China's 104 mutual funds returned to profitability last year as a result of the upsurge on steelmaking, petrochemical and auto stocks, which they bought into heavily amid optimism that China's booming economy would be translated into profit growth for these companies.
The mutual funds, which manage around 160 billion yuan (US$19.28 billion) of combined assets, posted an aggregate return of 929 million yuan last year, compared with a loss of 3.64 billion yuan the year before, according to the summary report of the funds' annual reports.
The 10.57 percent gain on the A-share markets in Shanghai and Shenzhen, led by companies with business in steelmaking, petrochemical, auto manufacturing and power supply companies, helped the mutual funds to make a turnaround after losses for two consecutive years.
"In China, the yardstick measuring the performance of mutual funds is quite simple: so long as they can make money for investors," said analyst Lu Liang with China Securities Co Ltd. "Investors here do not care as much whether funds outperform the market or not, as foreign investors do."
The mutual funds invested heavily in companies with large capitalizations, such as Baoshan Iron and Steel Co Ltd and China Petroleum and Chemical Corp, since last year, betting that China's breakneck economic growth would fuel the demand for raw materials and boost profitability of these companies.
That highlighted a shift in the equity investment strategy in the domestic stock markets with small-caps falling from favor. That is a segment which often saw share prices shoot up due to their easier exposure to manipulations.
"Share prices did not match the growth potentials for these companies," said analyst Dai Ming with Fucheng Securities Co Ltd. "Fund managers got it right for not investing in such stocks. Steelmaking, petrochemical and auto manufacturers are all cyclic stocks, which means that the benefits of the economic growth can be shared for investing in these firms."

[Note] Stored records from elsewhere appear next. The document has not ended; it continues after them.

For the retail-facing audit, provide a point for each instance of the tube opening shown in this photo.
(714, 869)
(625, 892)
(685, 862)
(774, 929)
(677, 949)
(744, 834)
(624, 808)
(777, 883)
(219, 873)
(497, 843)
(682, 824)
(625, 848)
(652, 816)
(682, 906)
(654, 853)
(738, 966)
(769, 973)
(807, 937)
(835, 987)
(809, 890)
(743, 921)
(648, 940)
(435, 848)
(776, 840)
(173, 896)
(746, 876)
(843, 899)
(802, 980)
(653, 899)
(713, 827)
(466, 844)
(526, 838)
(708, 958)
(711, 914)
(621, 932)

With china's economy growing by 9.1 percent last year, the demand for raw materials surged as the country needed more oil to fuel power stations and factories as well as more steel for auto making, translating into the fast earnings growth for listed firms representing these sectors.
For instance, Baoshan Iron and Steel reported a 64 percent earnings increase for 2003, justifying a 72 percent gain on its share price last year.